Source: Runa Digital Assets.
[1] Based on Runa’s internal projections. Inputs include total ETH supply, amount of ETH staked, transactions fees, priority fees, MEV.

Final Takeaways

Shapella is unquestionably a positive upgrade and achievement in Etheruem’s long term roadmap, but we found it worthwhile to prepare ourselves for a number of outcomes including potential ETH sell pressure. Our ultimate view is it will not be consequential on its own, and macro factors are more likely to contribute to price action over the next 1-3 months. Perhaps an unexciting conclusion depending on your exposure to ETH.

We do believe Shapella has the potential to be a bigger catalyst to other tokens though. Liquid staking derivatives could be the biggest beneficiary. While they offer liquidity today through their respective derivative tokens, it can be rather spotty liquidity and disappear in times of serious market stress. In June for example, Lido’s stETH was trading at a 10% discount to ETH, as markets went through a violent deleveraging process. Shapella will bring native liquidity in allowing for derivative tokens to be unstaked and redeemed at par regardless of market conditions. We believe these protocols will continue to amass market share among staking providers, as centralized parties offer limited DeFi utility and confront potential regulatory headwinds.

Another sub-sector that is already trending and we think will soon benefit from Shapella is Layer 2s like Arbitrum and Optimism. While not directly tied to Shapella in any way, they will be gaining developer mindshare in the weeks ahead. Shapella is the final upgrade in the Proof-of-Stake migration and completes an amazing feat for Ethereum developers in making what is the equivalent of a mid-flight engine swap. Their attention will now turn to the scaling roadmap, the first stop being the EIP-4844 upgrade. This upgrade delivers ‘proto-danksharding’, a new transaction type that will drastically reduce fees for Layer 2 networks who use Ethereum to store their data. Activity on Layer 2 networks has been rising for months, and a further reduction in transaction fees should provide a catalyst for more activity. Other Ethereum-based upgrades like account abstraction will improve the user experience, and Layer 2 networks will be uniquely positioned to offer a better user experience at a lower cost.

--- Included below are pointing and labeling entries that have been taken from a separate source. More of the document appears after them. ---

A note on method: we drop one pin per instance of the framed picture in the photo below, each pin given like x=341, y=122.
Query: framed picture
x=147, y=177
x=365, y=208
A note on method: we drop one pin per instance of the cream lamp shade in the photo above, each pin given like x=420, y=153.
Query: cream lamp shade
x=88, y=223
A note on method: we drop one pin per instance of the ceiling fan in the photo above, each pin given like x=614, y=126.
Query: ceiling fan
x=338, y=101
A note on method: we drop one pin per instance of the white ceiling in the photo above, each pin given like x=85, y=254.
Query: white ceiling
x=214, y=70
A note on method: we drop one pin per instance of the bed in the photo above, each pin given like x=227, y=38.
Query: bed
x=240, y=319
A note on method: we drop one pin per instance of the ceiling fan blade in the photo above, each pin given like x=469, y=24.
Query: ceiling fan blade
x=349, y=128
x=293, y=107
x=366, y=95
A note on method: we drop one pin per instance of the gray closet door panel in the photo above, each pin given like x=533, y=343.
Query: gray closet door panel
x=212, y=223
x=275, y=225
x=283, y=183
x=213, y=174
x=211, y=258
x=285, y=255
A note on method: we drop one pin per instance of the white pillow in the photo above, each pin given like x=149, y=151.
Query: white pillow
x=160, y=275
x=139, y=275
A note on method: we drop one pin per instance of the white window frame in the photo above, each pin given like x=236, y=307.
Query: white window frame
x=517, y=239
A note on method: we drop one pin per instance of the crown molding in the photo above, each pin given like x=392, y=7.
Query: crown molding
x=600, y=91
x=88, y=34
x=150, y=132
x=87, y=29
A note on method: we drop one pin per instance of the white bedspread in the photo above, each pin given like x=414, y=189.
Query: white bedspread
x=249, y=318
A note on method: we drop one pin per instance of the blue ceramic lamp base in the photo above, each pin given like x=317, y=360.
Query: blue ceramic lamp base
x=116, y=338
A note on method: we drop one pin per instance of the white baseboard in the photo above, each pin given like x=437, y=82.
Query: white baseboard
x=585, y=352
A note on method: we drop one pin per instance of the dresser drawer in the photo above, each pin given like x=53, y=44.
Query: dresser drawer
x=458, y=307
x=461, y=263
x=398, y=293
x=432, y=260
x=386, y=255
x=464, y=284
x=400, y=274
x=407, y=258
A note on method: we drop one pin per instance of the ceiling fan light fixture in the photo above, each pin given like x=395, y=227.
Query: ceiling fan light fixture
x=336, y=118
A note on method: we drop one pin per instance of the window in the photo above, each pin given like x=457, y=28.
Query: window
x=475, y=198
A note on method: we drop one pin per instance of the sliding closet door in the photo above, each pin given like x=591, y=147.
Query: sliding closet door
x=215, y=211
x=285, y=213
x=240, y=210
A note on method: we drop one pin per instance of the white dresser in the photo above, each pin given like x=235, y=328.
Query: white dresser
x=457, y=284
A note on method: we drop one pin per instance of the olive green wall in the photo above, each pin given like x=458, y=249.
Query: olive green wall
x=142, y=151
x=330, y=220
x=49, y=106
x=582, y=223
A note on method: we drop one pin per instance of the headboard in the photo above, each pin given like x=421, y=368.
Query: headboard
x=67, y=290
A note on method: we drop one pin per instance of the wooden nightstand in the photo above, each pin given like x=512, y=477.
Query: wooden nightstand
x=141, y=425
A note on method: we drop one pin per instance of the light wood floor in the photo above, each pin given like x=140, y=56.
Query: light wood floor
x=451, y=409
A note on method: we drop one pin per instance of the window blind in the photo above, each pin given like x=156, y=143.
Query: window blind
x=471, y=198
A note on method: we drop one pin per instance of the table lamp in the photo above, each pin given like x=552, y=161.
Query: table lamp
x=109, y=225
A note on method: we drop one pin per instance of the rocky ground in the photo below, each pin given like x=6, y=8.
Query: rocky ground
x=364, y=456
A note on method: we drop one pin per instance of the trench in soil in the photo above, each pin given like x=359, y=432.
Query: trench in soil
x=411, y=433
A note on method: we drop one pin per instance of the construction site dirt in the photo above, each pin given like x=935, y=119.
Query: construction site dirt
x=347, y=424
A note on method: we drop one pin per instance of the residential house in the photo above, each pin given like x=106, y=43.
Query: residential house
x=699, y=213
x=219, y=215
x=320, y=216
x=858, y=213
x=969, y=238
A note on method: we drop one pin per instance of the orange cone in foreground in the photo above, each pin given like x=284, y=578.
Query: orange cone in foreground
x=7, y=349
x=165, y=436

Daily Active Addresses for Ethereum and Layer 2s (10/1/2022 – 4/1/2023)


The momentum in the Ethereum ecosystem is hard to ignore, and Shapella provides another demonstration of the ability to set a roadmap and execute on the plan. Sure, it may have taken longer than expected, but the upgrade process has been a smooth one so far. As they say in racing, ‘slow is smooth, smooth is fast.’ Ethereum sits comfortably in the driver seat as the dominant Layer 1 blockchain but knows scaling upgrades are needed to stay on track.


This article (i) is only for informational and educational purposes, (ii) is not intended to provide, and should not be relied upon, for investment, accounting, legal or tax advice, and (iii) is not a recommendation as to any portfolio, allocation, strategy or investment. This article is not an offer to sell or the solicitation of an offer to buy any securities or other instruments.